El “zar de la frontera” de la Administración Donald Trump, Tom Homan, anunció este miércoles que retirará a alrededor de 700 agentes federales de inmigración de Minnesota y de la ciudad de Minneapolis, tras una cooperación «sin precedentes» de las autoridades locales y estatales en las acciones migratorias.
«Debido este aumento sin precedentes de la colaboración (de entidades locales en Minnesota) y por la necesidad de menos agentes para hacer este trabajo en un entorno más seguro, anunció que de manera inmediata vamos a rebajar nuestra presencia en 700 agentes hoy mismo», afirmó Homan en una rueda de prensa desde Mineápolis.
Homan explicó que los condados de Minnesota y las autoridades de las llamadas «Ciudades Gemelas» de Saint Paul y Mineápolis entregarán a agentes federales de inmigración aquellas personas que arresten y no tengan estatus legal en Estados Unidos, lo cual requiere menos presencia del ICE o la Patrulla Fronteriza en las calles.
Según dijo, «esto es hacer cumplir la ley de manera más inteligente y no menor aplicación de la ley.

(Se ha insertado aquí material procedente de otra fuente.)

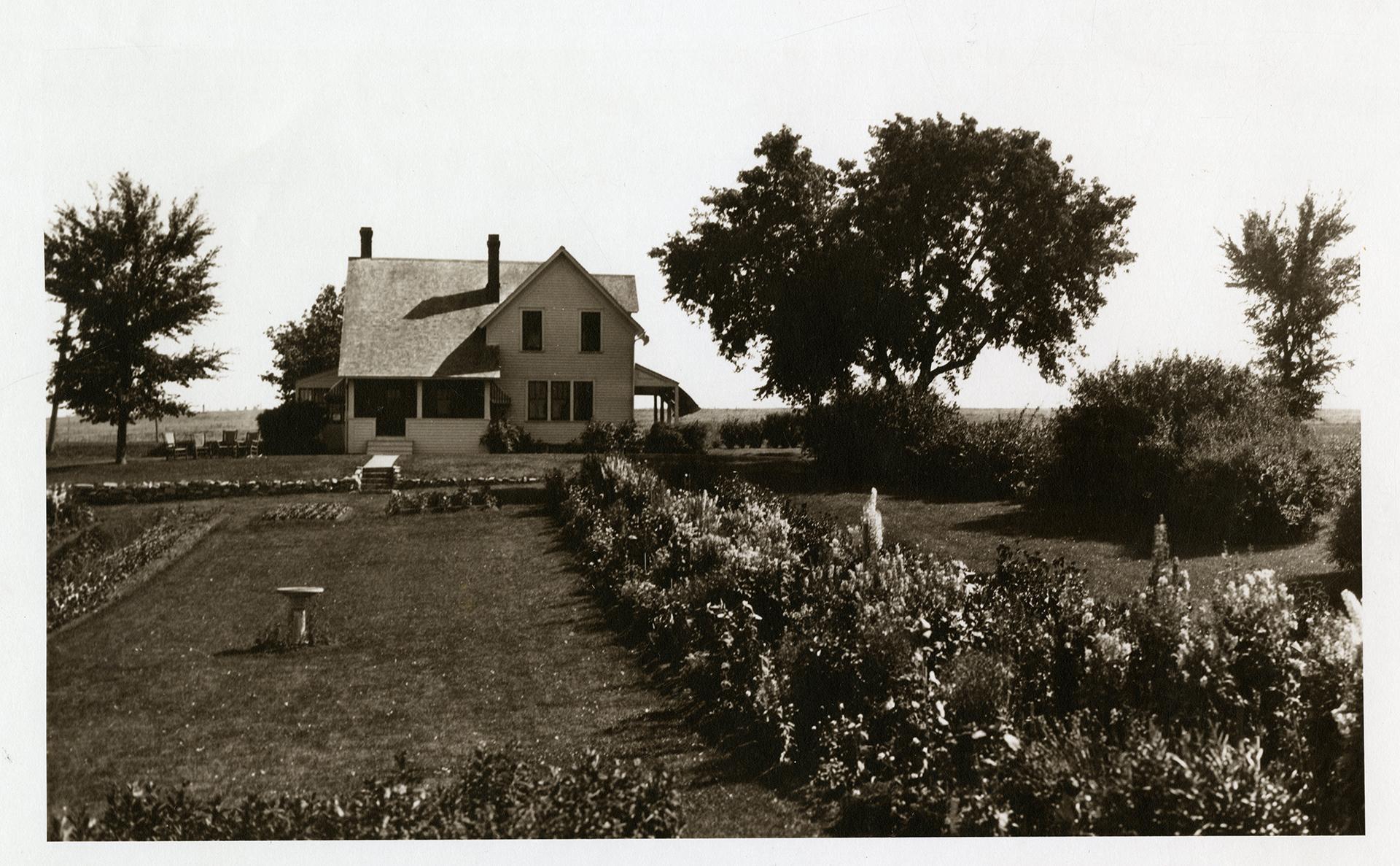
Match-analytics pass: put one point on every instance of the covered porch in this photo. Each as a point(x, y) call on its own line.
point(668, 400)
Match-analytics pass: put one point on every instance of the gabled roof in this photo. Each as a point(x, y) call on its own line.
point(413, 318)
point(596, 282)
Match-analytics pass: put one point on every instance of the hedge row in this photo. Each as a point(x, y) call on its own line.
point(493, 796)
point(602, 438)
point(923, 698)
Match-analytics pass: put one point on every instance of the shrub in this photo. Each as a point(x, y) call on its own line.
point(608, 438)
point(1003, 457)
point(493, 796)
point(882, 435)
point(738, 433)
point(505, 438)
point(293, 428)
point(1346, 534)
point(782, 429)
point(1206, 443)
point(905, 436)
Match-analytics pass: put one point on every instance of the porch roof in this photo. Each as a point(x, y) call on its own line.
point(650, 383)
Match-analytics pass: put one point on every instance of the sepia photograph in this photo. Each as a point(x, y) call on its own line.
point(639, 421)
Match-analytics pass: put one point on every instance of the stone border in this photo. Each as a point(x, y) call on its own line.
point(114, 492)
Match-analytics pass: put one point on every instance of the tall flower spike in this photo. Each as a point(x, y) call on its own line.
point(1161, 552)
point(873, 526)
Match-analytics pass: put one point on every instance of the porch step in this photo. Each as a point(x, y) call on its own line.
point(389, 446)
point(380, 474)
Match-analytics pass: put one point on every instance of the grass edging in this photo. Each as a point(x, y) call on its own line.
point(184, 543)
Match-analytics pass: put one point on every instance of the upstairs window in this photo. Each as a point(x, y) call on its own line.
point(538, 400)
point(590, 331)
point(583, 401)
point(532, 330)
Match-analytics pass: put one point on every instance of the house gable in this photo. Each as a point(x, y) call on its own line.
point(518, 299)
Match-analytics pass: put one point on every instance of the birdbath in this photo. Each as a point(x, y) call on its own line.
point(298, 598)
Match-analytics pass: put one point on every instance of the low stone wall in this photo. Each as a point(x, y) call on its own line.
point(209, 488)
point(411, 482)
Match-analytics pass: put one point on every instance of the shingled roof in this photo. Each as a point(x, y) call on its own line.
point(413, 318)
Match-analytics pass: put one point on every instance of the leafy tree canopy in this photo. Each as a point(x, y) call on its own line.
point(135, 283)
point(949, 240)
point(1295, 289)
point(307, 345)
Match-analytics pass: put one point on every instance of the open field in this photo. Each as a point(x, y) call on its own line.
point(443, 631)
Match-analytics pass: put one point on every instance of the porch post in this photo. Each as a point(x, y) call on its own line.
point(349, 414)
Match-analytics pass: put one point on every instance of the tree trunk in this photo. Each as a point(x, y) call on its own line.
point(53, 426)
point(58, 373)
point(121, 439)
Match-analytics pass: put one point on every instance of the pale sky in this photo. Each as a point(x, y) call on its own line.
point(601, 128)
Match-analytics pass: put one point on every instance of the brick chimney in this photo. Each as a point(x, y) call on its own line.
point(493, 268)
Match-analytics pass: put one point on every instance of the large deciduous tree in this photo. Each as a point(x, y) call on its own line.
point(307, 345)
point(948, 240)
point(135, 282)
point(1295, 289)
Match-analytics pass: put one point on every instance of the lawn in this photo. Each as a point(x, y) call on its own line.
point(443, 633)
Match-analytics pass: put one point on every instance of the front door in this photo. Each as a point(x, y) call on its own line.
point(400, 400)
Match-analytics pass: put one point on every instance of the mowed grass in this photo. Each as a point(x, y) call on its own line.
point(443, 633)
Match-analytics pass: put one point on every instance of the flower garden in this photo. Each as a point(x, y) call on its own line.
point(910, 695)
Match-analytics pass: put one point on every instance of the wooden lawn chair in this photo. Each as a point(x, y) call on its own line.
point(175, 449)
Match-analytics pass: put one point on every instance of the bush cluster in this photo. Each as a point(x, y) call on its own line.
point(925, 698)
point(1206, 443)
point(441, 500)
point(1346, 534)
point(293, 428)
point(908, 436)
point(739, 433)
point(776, 429)
point(491, 796)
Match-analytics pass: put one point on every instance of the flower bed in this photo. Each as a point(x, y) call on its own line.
point(86, 575)
point(494, 796)
point(923, 698)
point(209, 488)
point(308, 511)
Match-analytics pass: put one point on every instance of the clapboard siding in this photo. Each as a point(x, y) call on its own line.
point(446, 435)
point(359, 432)
point(561, 292)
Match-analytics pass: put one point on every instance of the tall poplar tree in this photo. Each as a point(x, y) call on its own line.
point(135, 282)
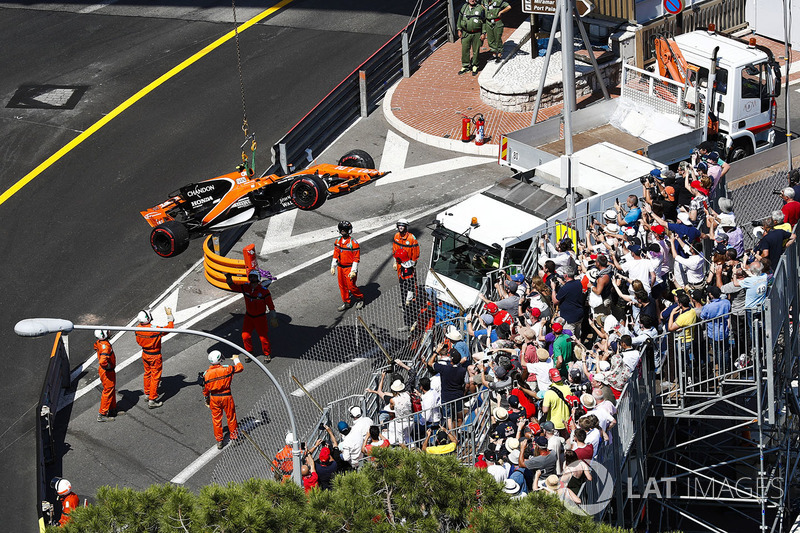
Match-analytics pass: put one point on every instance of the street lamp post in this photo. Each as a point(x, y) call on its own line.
point(38, 327)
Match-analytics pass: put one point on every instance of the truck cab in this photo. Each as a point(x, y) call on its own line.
point(488, 232)
point(744, 87)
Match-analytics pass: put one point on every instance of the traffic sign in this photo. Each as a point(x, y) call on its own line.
point(673, 7)
point(548, 7)
point(539, 7)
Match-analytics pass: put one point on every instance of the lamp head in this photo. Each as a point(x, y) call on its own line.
point(38, 327)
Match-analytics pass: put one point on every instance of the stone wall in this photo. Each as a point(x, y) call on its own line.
point(585, 84)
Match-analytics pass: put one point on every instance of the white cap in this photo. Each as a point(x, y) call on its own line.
point(63, 487)
point(727, 220)
point(453, 334)
point(144, 317)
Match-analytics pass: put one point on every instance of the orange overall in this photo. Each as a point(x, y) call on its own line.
point(150, 341)
point(217, 391)
point(283, 462)
point(257, 300)
point(408, 243)
point(68, 504)
point(346, 253)
point(108, 376)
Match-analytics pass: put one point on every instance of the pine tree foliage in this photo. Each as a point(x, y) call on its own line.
point(397, 491)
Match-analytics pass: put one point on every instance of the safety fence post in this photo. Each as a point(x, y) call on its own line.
point(282, 158)
point(362, 89)
point(451, 22)
point(406, 63)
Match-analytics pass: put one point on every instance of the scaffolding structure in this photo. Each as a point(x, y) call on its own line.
point(721, 447)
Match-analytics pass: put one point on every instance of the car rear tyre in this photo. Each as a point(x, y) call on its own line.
point(358, 159)
point(169, 239)
point(308, 192)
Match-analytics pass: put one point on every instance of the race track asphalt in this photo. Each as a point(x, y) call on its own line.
point(73, 241)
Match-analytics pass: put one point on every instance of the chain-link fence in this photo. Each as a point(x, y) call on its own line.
point(756, 201)
point(332, 376)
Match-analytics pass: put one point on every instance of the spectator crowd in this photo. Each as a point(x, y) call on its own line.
point(668, 269)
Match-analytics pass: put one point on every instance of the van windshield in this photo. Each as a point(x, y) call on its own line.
point(460, 258)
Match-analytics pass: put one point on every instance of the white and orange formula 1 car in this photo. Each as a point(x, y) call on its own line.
point(238, 198)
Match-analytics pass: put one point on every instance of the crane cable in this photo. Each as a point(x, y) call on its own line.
point(248, 163)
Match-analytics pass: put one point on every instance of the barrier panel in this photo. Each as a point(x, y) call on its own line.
point(342, 106)
point(216, 266)
point(56, 379)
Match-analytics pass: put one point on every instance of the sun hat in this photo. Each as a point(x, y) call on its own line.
point(512, 443)
point(510, 486)
point(542, 354)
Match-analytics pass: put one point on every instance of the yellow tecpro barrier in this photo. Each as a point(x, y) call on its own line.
point(563, 231)
point(217, 266)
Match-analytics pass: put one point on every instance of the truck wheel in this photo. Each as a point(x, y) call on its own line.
point(308, 192)
point(358, 159)
point(169, 239)
point(738, 152)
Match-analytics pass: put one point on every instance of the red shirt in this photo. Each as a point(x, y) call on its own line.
point(525, 403)
point(791, 212)
point(585, 453)
point(256, 300)
point(310, 481)
point(346, 252)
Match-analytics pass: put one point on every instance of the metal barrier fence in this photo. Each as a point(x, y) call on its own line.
point(650, 90)
point(335, 372)
point(343, 105)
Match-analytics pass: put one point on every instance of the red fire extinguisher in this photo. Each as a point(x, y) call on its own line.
point(465, 127)
point(480, 129)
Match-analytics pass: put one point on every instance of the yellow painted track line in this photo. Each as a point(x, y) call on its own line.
point(11, 191)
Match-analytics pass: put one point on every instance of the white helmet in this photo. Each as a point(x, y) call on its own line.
point(215, 357)
point(63, 487)
point(145, 317)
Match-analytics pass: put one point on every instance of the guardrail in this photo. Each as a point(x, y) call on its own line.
point(343, 105)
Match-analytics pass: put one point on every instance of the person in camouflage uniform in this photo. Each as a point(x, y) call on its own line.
point(494, 25)
point(471, 31)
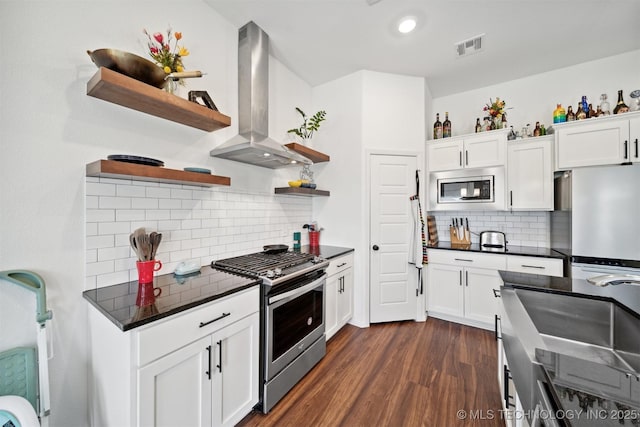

Es más seguro para las comunidades, para los agentes y para los indocumentados».
Homan afirmó que la operación en Mineápolis —que resultó en los tiroteos mortales de los estadounidenses Renée Good y Alex Pretti — ha sido un “éxito”, aunque reconoció que podría haberse manejado de una manera más eficaz y con menos errores.
«Hemos sacado a un montón de gente (criminales, según sus declaraciones) de las calles, así que creo que ha sido muy efectiva en lo relativo a la seguridad ¿Ha sido una operación perfecta? No», agregó.
Homan aseguró que ha mantenido una relación constructiva y reuniones productivas con el gobernador de Minnesota, Tim Walz, y el alcalde de Minneapolis, Jacob Frey, pese a que ambos han criticado con dureza el despliegue federal por considerar que no ha favorecido la seguridad y ha generado tensiones que dificultan la vida cotidiana de los ciudadanos.
Añadió que, tras el tiroteo fatal de Alex Pretti el 24 de enero, el presidente Donald Trump lo designó para encabezar las operaciones en la zona ante la necesidad de “desescalar un poco” la situación en un estado y una ciudad gobernados por demócratas.